La nouvelle fut accueillie avec enthousiasme. Des hommes d’affaires en vue se firent concurrence pour faire reconnaître leur contribution à l’effort de guerre. Robert Rogers s’engagea à soutenir les personnes à charge des membres du Fort Garry Horse qui se joignirent aux troupes. Clifford Sifton finança une batterie de véhicules blindés, et Andrew Hamilton Gault* leva un bataillon d’ex-soldats, la Princess Patricia’s Canadian Light Infantry, le premier contingent canadien à arriver en France. L’Imperial Order Daughters of the Empire recueillit des fonds pour un navire-hôpital. Sir Richard McBride prit l’Amirauté et Ottawa par surprise quand il utilisa des fonds de sa province pour acheter deux sous-marins qui étaient en construction pour la marine chilienne à Seattle et les fit traverser la frontière avec l’aide de son personnel juste au moment où les lois de la neutralité entraient en vigueur aux États-Unis.
À Ottawa, le gouvernement n’était pas préparé à la guerre, et le pays non plus. Le seul membre du cabinet qui possédait une certaine expérience militaire, plus ou moins heureuse, était Samuel Hughes. Les principaux ministères de la fonction publique, Finances, Justice, Commerce et Travail, comptaient chacun encore moins de 100 employés en mars 1915. Des armes légères – le fusil Ross – étaient fabriquées au Canada, mais il n’y avait pas d’installations ni de main-d’œuvre pour produire des armements lourds. Un livre de guerre annoncé en grande pompe et rapidement mis en application faisait à peine allusion à ce que le gouvernement devait faire en temps de guerre. Toutefois, dès le dimanche 9 août, les principaux arrêtés en conseil avaient été promulgués et une session parlementaire débuta deux semaines après le début des hostilités. On adopta rapidement des lois pour protéger les institutions financières du pays et l’on augmenta les tarifs douaniers sur certains articles de consommation très en demande. Le projet de loi sur les mesures de guerre, qui donnait au gouvernement des pouvoirs de coercition exceptionnels sur les Canadiens, passa à la hâte les trois lectures. Enfin, on créa le Fond patriotique canadien pour assister les familles de soldats. Avec le soutien complet de Laurier et de son parti, on put mettre en place la législation de guerre en cinq jours.

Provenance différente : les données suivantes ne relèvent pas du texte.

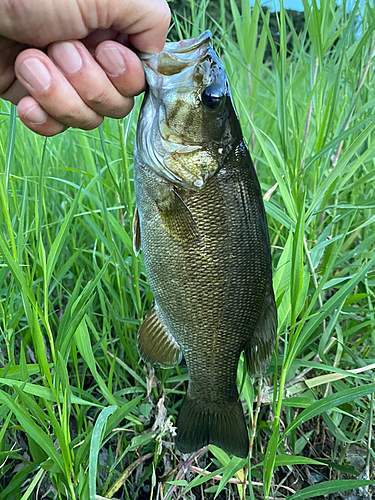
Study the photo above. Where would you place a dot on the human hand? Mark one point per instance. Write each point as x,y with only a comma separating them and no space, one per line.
78,68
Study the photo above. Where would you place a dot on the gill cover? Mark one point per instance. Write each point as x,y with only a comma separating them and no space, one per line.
185,127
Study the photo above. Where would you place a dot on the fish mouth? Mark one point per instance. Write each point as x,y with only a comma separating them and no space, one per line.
177,56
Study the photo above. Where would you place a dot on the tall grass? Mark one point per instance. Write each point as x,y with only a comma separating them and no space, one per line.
80,414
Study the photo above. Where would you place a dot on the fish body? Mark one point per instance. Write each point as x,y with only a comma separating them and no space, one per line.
203,232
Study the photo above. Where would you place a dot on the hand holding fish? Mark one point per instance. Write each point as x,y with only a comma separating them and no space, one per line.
67,64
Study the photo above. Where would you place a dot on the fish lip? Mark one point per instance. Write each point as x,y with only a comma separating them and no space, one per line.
178,55
181,47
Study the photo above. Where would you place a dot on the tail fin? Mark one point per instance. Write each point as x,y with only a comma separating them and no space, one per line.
223,425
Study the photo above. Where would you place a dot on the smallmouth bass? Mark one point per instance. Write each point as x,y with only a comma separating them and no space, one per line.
202,228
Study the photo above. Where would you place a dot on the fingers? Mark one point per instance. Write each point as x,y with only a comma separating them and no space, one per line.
35,118
49,87
71,89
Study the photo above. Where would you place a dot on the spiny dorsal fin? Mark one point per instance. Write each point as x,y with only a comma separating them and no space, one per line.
136,232
178,219
156,344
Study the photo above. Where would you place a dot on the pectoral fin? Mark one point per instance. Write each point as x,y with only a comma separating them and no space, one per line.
136,232
178,219
156,344
260,346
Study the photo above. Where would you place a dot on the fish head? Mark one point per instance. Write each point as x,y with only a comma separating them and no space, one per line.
187,123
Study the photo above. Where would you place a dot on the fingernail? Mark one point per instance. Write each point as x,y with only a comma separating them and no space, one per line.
35,73
36,115
110,58
67,57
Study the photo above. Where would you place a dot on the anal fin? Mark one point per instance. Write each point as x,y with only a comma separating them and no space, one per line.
259,348
136,232
156,344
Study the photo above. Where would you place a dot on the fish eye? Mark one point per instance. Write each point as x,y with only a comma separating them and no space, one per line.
211,96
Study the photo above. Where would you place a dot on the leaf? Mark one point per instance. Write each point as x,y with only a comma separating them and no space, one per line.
96,440
328,403
269,460
329,487
60,239
31,428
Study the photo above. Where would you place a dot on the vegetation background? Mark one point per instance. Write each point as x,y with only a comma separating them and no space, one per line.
80,414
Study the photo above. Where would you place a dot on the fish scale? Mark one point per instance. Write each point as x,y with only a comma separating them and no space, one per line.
205,243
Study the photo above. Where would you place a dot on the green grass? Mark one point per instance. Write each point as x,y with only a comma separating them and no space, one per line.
77,406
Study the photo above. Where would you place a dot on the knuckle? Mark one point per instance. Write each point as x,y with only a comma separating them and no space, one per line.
97,98
74,117
90,125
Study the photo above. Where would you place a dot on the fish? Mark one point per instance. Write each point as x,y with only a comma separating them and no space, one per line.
201,225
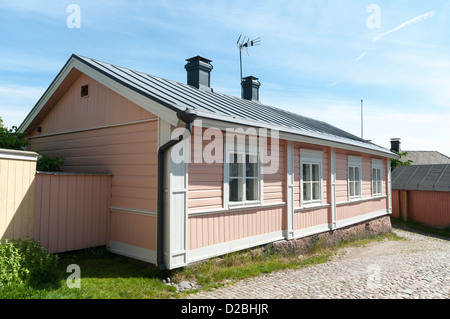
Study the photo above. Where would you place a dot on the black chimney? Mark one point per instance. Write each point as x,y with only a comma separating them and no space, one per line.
250,88
198,70
395,145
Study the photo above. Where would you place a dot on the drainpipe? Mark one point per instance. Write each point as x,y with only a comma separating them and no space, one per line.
188,117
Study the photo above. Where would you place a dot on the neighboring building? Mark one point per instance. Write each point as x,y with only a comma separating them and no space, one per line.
289,177
422,193
420,157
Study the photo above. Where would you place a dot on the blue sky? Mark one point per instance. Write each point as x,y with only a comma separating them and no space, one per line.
316,58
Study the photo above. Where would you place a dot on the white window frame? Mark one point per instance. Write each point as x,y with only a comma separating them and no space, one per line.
353,163
311,157
377,184
242,152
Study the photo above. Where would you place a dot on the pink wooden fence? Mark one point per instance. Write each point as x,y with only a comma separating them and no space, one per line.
425,207
71,210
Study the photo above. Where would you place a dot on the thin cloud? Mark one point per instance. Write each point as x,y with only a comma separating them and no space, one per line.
405,24
361,56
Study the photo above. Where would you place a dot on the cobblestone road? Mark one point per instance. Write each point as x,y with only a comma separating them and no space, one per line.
418,268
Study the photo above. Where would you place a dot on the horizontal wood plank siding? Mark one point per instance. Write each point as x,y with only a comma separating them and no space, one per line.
211,229
129,152
425,207
17,195
134,229
101,107
274,185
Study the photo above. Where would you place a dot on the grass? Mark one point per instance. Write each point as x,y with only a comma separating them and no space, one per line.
108,276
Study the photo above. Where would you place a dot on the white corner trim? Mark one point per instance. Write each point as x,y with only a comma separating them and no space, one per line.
299,233
132,211
135,252
362,218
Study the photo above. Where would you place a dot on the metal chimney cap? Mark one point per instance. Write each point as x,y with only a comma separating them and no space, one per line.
199,58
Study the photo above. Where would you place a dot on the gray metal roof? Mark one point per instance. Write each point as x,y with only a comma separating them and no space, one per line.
179,96
426,157
422,177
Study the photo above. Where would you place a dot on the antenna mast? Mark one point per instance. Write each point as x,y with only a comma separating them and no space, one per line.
242,45
362,123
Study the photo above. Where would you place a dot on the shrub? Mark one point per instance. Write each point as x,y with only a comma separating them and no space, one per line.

L’essentiel du travail consistait à recruter les forces que le Canada enverrait au front. Hughes mit de côté un programme de mobilisation conçu par le chef d’état-major général, le colonel Willoughby Garnons Gwatkin*, et confia le recrutement aux 200 commandants et plus de milice locale. Le chaos régnait quand Hughes confia à l’homme d’affaires William Price* le mandat de créer de toutes pièces un camp d’entraînement à Valcartier, près de Québec. En moins de trois semaines, ce camp avait été établi et des milliers de soldats y étaient arrivés. Le Canada avait offert une division en guise de contribution ; un plus grand nombre d’hommes encore se trouvaient à Valcartier et, pendant que Hughes se pavanait et tournait en rond, Borden décida à la fin de septembre de les envoyer tous en Angleterre. Les hommes n’étaient pas entraînés et passeraient des mois dans la plaine de Salisbury en hiver à apprendre les rudiments de la guerre [V. sir Edwin Alfred Hervey Alderson*]. Au sein du gouvernement et au pays, on craignait que les Canadiens n’arrivent pas au front à temps : beaucoup prévoyaient que la guerre serait terminée à Noël. Le 18 décembre 1914, Borden déclara devant le Canadian Club de Halifax qu’« il n’y a[vait] pas eu [et] n’y aura[it] pas de coercition ni de conscription ».
La « bataille décisive » attendue impatiemment qui écraserait les Allemands n’eut jamais lieu. Presque immédiatement, le front de l’Ouest s’enlisa pendant des années dans des escarmouches horribles et dans une guerre de tranchées à l’issue incertaine. En avril 1915, quand la 1re division mena sa première bataille d’envergure, la deuxième d’Ypres, les Canadiens commencèrent à avoir sous les yeux les listes de victimes de plus en plus longues qui figuraient dans des quotidiens urbains et des hebdomadaires ruraux de la Nouvelle-Écosse à la Colombie-Britannique. Le recrutement d’une deuxième division avait débuté au moment où la première traversait l’Atlantique. L’effectif autorisé de l’armée canadienne continua de croître : 150 000 en juillet 1915, 250 000 en octobre 1915 et, finalement, 500 000 en janvier 1916. Pendant toute cette période, Hughes laissa la responsabilité du recrutement aux unités locales et aux districts militaires ; son ministère demeura en coulisse. Jusque vers le milieu de 1916, les recrues, en majeure partie des résidents des villes canadiennes, vinrent par milliers. L’effort de guerre dans les usines et sur le terrain était alors à son sommet et l’on commençait à voir des pénuries de main-d’œuvre dans les chaînes de production et dans les fermes. À ce moment aussi, on avait compris qu’on était en présence d’une guerre d’usure. En 1916, les recrues potentielles avaient un choix que peu avaient en 1914 et au début de 1915, tandis qu’un taux élevé de chômage sévissait : ils pouvaient choisir entre un travail très dangereux à 1,10 $ par jour en France et un autre à un salaire sans précédent sur le marché du front intérieur créé par la guerre. Dès juillet 1916, la source apparemment inépuisable de recrues s’était presque tarie : 8 389 hommes. En avril et mai 1917, surtout au lendemain de la bataille de la crête de Vimy, seulement un peu plus de 11 000 hommes s’enrôlèrent. Les jours du volontariat étaient révolus.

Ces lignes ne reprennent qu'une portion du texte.